Sedangkan dalam kasus kartu tanda penduduk elektronik (e-KTP) yang menjerat Setya, sudah ada tersangka dan diadili, bahkan divonis. "Kalau BG (Budi Gunawan) di praperadilan belum ada pihak yang diadili. Kalau Setya Novanto sudah ada yang diadili, bahkan diputuskan. Fakta praperadilannya lebih lengkap dan banyak," kata Sohibul sebelum membuka Summit Public Relation PKS di Yogyakarta, Jumat malam, 29 September 2017.
Baca: Hakim Cepi Iskandar Menangkan Praperadilan Setya Novanto
Sohibul awalnya mengira Setya sulit terbebas dari status tersangka. Namun kenyataannya Ketua Umum Partai Golongan Karya itu menang di praperadilan. "Itu ranah hukum, kami tidak bisa intervensi," ucapnya.
Sohibul mengaku mengetahui dari berita KPK akan mempelajari dimenangkannya praperadilan Setya Novanto tersebut. KPK akan mencari celah untuk menetapkan Setya sebagai tersangka lagi. "Kita tunggu saja. Ini adalah proses hukum antara lembaga peradilan dan KPK. Tentunya mereka paham," ujar Sohibul.
Simak: Rekam Jejak Cepi Iskandar, Hakim Praperadilan Setya Novanto
Meski demikian, kata Sohibul, menang di praperadilan bukan berarti akhir dari segala proses hukum. Ia mencontohkan kasus Wali Kota Makassar yang juga menang di praperadilan tapi ditersangkakan kembali dan akhirnya menjadi terpidana.

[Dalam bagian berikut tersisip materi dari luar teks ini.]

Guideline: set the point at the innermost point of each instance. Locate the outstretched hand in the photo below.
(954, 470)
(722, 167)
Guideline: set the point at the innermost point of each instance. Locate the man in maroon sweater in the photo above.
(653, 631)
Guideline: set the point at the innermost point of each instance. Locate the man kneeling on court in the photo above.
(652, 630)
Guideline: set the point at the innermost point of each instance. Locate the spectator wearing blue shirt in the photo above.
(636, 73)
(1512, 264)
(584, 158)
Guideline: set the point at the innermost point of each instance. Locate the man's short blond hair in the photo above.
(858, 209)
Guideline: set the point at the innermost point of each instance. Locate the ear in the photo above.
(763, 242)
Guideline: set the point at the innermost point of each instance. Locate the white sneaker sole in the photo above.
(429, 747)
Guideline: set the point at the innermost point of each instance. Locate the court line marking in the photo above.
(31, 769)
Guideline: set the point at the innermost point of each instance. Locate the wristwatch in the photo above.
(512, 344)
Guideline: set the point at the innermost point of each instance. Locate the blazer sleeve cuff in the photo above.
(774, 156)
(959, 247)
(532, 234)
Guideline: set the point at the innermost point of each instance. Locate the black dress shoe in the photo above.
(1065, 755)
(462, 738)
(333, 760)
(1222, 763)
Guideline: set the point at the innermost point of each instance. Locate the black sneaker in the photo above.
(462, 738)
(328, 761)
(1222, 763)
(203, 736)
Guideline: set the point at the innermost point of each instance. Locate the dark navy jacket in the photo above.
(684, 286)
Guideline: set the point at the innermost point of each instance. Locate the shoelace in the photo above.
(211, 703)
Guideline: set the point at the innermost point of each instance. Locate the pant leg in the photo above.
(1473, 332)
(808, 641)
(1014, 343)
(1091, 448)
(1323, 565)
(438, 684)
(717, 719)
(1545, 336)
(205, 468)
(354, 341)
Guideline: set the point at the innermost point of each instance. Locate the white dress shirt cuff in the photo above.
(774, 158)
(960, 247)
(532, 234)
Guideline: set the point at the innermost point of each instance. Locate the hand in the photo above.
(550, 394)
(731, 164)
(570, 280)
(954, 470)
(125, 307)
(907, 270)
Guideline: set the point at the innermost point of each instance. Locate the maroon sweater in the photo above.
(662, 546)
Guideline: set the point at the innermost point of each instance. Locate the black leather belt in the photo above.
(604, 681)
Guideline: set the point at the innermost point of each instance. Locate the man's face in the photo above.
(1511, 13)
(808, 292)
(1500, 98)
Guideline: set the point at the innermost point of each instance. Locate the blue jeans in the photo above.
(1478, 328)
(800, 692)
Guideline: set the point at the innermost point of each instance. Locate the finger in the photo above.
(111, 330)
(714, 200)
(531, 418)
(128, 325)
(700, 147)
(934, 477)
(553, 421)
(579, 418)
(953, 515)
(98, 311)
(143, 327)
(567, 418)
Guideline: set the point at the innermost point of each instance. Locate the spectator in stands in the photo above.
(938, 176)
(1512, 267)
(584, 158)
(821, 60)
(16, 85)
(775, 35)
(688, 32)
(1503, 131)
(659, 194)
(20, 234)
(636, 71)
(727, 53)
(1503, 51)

Peneliti di Pusat Kajian Antikorupsi Universitas Gadjah Mada, Hifdzil Alim, menuturkan, meskipun belum membaca putusan praperadilan secara lengkap, ia menilai ada pendapat hakim yang menurut dia perlu dikritik. Pernyataan tersebut adalah barang bukti dari kasus sebelumnya yang tidak bisa dijadikan sebagai barang bukti kasus selanjutnya. "Sebab, apabila mengacu pada KUHAP, khususnya terkait dengan penyertaan dalam tindak pidana, satu barang bukti bisa dipakai untuk lebih dari satu perkara," tuturnya.
Artinya, kata dia, bila penuntut umum memakai pasal penyertaan dalam menuntut tersangka sebelumnya dengan pasal penyertaan (dalam hal ini terdakwa Irman dan Sugiharto), barang bukti untuk terdakwa sebelumnya bisa dipakai untuk barang bukti perkara selanjutnya.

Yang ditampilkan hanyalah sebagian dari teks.